Experience ratingACC have taken a look at the current experience rating system to see what works and what doesn’t.

They are saying that businesses need to be “better rewarded” in future, for reducing injuries, and supporting rehabilitation. The context is that ACC sees experience rating as supporting their wider drive to improve workplace health and safety. This seems to be a clear acknowledgement that experience rating alone won’t reduce claims sustainably.

ACC accept that their customers find the current experience rating system complex and that it’s not easy to see how claims experience affects their levies. Partly, this is due to the time lag between when positive or negative changes occur, and when they are reflected in the levy paid. It’s also virtually impossible for even mathematically competent people to understand the formulas and adjustments that are used! (Not ACC’s words but mine!)

They have come up with a discussion document on options for experience rating. In it, ACC have published two Conceptual Designs for consideration:

Concept 1: An experience rating system that emphasises responsiveness

  • Performance measures that put more emphasis on claims and safety outcomes like fatal injuries.
  • Less emphasis on return to work performance.
  • Shorter claims rating period.
  • Performance more closely aligned to individual business (as opposed to comparing with the industry group).

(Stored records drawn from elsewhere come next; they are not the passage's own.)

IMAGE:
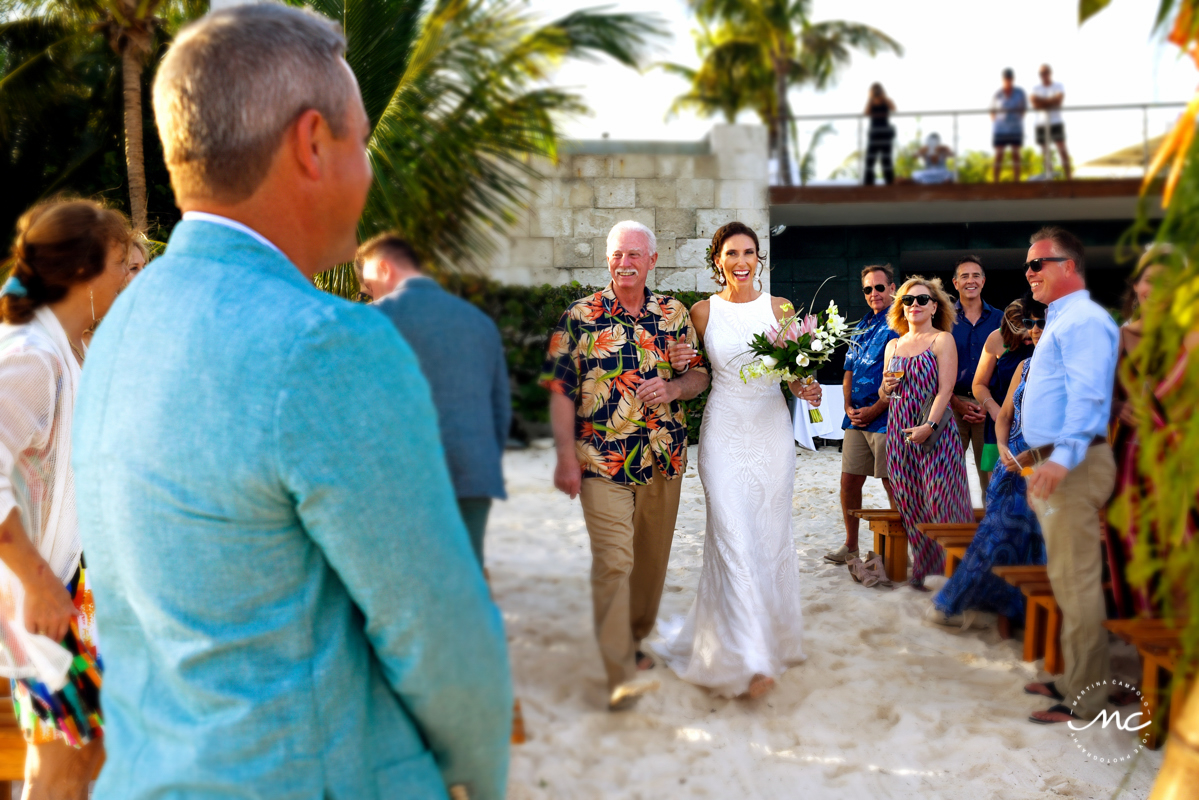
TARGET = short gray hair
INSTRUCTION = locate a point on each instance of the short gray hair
(233, 83)
(630, 226)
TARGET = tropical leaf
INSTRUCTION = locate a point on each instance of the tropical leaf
(625, 420)
(457, 92)
(595, 391)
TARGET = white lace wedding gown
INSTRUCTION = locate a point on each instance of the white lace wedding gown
(746, 618)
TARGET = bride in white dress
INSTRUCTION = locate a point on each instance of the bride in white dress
(746, 626)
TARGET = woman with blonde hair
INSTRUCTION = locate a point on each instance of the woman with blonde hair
(925, 456)
(68, 263)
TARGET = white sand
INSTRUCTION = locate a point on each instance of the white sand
(885, 705)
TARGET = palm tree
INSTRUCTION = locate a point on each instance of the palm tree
(71, 86)
(731, 76)
(459, 106)
(775, 38)
(130, 28)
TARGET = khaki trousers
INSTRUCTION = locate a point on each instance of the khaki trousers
(631, 529)
(972, 434)
(1070, 521)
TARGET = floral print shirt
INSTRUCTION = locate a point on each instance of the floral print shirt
(598, 355)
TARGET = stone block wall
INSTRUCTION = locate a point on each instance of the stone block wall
(682, 191)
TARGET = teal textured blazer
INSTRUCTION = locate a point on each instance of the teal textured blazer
(285, 595)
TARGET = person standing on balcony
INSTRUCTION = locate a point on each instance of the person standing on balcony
(881, 134)
(976, 319)
(1048, 96)
(1007, 109)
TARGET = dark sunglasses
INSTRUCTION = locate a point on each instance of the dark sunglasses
(1037, 263)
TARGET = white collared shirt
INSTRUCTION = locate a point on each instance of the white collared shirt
(217, 220)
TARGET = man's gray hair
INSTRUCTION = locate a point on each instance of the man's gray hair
(233, 83)
(630, 226)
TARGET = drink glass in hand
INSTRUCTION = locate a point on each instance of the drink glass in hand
(897, 374)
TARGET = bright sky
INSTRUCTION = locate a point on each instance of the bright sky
(953, 54)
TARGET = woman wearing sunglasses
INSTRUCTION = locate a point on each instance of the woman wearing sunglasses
(928, 481)
(1010, 533)
(1006, 347)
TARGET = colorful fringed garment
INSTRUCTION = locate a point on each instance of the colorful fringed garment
(71, 714)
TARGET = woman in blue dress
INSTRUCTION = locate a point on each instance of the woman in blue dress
(1010, 533)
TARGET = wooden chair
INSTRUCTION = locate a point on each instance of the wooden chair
(955, 537)
(890, 539)
(1157, 642)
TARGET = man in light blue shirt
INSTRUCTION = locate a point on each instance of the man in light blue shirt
(289, 602)
(1067, 401)
(863, 451)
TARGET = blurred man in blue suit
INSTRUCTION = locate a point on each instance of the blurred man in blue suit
(462, 356)
(288, 597)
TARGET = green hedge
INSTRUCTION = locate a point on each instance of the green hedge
(526, 317)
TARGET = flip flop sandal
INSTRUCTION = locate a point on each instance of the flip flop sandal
(1054, 695)
(859, 573)
(874, 567)
(1054, 709)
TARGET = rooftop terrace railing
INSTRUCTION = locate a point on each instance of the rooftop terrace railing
(1104, 130)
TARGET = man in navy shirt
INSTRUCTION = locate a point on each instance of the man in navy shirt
(865, 450)
(975, 322)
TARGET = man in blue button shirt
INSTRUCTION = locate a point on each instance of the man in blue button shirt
(865, 450)
(1067, 400)
(975, 322)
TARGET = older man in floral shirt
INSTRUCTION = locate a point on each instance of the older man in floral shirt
(621, 439)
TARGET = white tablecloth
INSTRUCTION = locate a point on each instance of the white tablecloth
(832, 409)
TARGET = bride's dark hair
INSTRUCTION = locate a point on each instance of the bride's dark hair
(723, 234)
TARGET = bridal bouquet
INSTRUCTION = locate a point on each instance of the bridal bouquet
(796, 347)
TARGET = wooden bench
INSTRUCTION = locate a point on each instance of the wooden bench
(1157, 642)
(955, 537)
(890, 539)
(1042, 626)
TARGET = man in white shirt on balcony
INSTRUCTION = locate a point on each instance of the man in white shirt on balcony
(1047, 97)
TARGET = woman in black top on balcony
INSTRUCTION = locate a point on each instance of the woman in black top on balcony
(881, 134)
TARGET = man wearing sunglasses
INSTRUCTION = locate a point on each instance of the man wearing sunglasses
(1067, 400)
(865, 450)
(975, 322)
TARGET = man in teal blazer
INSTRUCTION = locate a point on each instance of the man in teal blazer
(288, 600)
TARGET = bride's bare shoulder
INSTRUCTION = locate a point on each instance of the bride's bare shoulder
(782, 307)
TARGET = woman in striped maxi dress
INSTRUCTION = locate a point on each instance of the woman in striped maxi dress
(921, 364)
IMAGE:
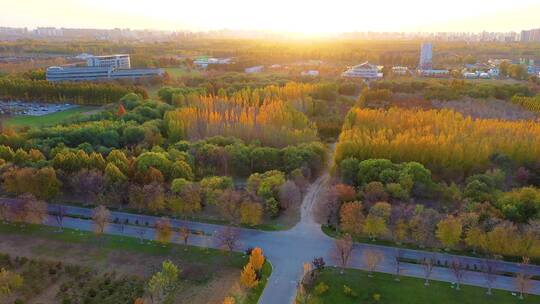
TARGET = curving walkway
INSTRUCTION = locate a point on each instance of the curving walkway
(289, 250)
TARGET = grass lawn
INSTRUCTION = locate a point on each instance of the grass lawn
(364, 239)
(180, 71)
(46, 120)
(407, 291)
(207, 275)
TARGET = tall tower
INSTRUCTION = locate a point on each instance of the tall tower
(426, 57)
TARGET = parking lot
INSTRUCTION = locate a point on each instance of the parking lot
(32, 108)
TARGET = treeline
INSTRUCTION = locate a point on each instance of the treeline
(453, 89)
(164, 182)
(479, 231)
(530, 103)
(273, 121)
(79, 93)
(451, 145)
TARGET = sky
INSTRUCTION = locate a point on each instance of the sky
(299, 16)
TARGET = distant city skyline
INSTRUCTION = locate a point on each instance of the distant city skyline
(300, 16)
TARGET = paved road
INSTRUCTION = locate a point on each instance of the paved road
(288, 250)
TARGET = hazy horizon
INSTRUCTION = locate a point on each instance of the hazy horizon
(301, 16)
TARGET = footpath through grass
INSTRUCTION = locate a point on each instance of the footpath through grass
(46, 120)
(331, 232)
(407, 291)
(185, 255)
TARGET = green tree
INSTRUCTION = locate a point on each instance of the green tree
(162, 283)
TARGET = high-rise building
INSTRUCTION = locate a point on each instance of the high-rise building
(120, 61)
(426, 57)
(530, 35)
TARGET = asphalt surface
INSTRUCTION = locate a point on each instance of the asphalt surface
(288, 250)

Concept 2: An experience rating system that emphasises transparency and responsiveness

  • Performance measures that puts more emphasis on claims and safety outcomes like fatal injuries.
  • Less emphasis on return to work performance.
  • Shorter claims rating period.
  • Performance more closely aligned to individual business (as opposed to comparing with the industry group).
  • Claim duration removed from calculation.
  • Experience rating sets an employer on discrete steps, like a ladder.
  • Position on steps determined by rules (e.g. a fatality puts you x steps up the ladder. Or should that be down the ladder?)
  • Multiple rules can apply, so good performances may offset poor performances.

ACC also wants to know whether the range of discounts and loadings should change. For medium and large businesses, the maximum discount : loading is already 50% : 75%, so it’s difficult to see much leeway there. In fact ACC are warning that increasing the discounts could well require higher levies for some businesses in order to fund it.

The Shape Your ACC web page on the new approach to workplace incentives is still open for feedback, (as at 22 June 2017), but I’m not sure for how much longer. So if you have views, please visit the page and make a contribution.